Mallards at Eastern Point Saltmarsh - at 72 dpi

Eastern Point Saltmarsh

Out in the harbor are more of the same species, joined by a winter loon and a few pairs of surf scoters. One pair of scoters favors the area near shore, affording excellent views through the scope. Aside from puffins, few birds in New England have such outrageous bills! I start some drawings of the shapes and patterns involved, but with the birds bouncing around on the waves and diving frequently, and my eyes watering badly from the wind, my drawings are less than successful. Several times I retreat to the car to warm my hands. Nonetheless, I feel that my attempts are worthwhile, since the act of drawing brings an urgent attention to my observations, and supplies confidence for subsequent efforts back in the studio.

Surf Scoter - at 72 dpi

Surf Scoter, watercolor on arches cold-press, 9″ x 12″

Painting moving water has always been a challenge for me. If you over-render waves, they start to look frozen in place and you lose the sense of movement. I find it works best if I paint very quickly in a loose, gestural manner, and try to develop both soft and hard edges at the same time. I like to warm up my brush hand with a separate “practice sheet” before I tackle the final watercolor. That way I can start to feel the gesture of the waves, and develop a hand for the type of marks that will work best.

Witch-hazel studies, Eastern Point - at 72 dpi

Witch-hazel sketchbook studies, pencil and watercolor, 8″ x 10″

The trails through the forest are easily explored in an hour or so, and they offer shelter this morning from the wind.

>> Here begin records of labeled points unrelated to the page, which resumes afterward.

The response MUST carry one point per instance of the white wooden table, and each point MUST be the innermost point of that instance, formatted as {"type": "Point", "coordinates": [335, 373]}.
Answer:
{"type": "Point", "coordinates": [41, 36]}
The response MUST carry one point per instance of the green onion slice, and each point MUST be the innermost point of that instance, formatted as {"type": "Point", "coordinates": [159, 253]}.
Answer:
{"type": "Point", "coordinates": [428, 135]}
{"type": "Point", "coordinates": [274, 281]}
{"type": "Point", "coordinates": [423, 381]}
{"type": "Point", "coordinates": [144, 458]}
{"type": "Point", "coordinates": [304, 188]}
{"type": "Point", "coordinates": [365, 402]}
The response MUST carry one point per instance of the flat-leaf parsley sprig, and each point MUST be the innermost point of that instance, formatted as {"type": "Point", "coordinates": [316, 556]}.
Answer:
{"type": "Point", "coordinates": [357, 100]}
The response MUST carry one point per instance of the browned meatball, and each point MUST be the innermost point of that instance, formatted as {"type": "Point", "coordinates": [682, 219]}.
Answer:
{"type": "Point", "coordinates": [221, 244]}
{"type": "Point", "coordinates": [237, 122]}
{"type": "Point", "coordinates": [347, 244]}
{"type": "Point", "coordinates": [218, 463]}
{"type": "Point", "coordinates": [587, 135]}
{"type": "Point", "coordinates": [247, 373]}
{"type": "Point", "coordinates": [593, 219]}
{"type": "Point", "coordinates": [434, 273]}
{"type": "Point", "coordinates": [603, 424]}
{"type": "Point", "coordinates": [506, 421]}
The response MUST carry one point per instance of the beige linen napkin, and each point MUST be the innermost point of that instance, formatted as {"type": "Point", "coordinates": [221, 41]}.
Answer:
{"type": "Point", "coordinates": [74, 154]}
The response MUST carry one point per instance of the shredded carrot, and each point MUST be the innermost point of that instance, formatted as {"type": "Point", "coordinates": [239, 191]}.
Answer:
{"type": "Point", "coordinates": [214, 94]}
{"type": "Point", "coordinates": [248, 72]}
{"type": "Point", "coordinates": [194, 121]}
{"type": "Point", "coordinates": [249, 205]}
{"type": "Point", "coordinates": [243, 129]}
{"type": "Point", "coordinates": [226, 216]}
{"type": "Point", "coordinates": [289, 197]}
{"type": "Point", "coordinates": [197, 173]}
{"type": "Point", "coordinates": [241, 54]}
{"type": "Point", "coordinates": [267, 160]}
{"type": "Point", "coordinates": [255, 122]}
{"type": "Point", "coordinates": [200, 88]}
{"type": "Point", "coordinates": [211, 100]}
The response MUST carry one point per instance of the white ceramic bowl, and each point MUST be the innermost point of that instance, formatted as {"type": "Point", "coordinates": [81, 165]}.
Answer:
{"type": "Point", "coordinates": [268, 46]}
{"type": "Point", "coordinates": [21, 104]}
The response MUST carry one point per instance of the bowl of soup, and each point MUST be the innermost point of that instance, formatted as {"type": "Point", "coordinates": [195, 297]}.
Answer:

I find I can sketch comfortably, and make studies of some of the plants that catch my eye. The witch-hazel twigs here show a tight zigzag pattern, and I’m puzzled by small clumps of curious seed pods poking up through the snow. Later, I learned that the seed pods were those of Indian Pipes. As Joe Choiniere explained to me: “Although the flowers nod, the entire structure turns upward as it goes to seed and often fools people”.

Indian Pipe seed capsules - at 72 dpi

Indian Pipe seed capsules, sketchbook study, pencil and watercolor, 5″ x 6″

Gloucester is a popular winter destination for birders, so I am not surprised to meet some today, including Jim Berry, an expert in Essex County birds. He points out a group of about forty purple sandpipers hunkered down on the lee side of the Dog Bar Breakwater – a bit too far off for sketching. Jim also helps me sort out the gulls around the point today (stay tuned for part 2 – Gull-ology). Most of the birders are, of course, moving from spot to spot in search of “good birds”, whereas I confine my observations to the sanctuary and the immediate vicinity. If you want to “do art”, you can’t run around a lot, too!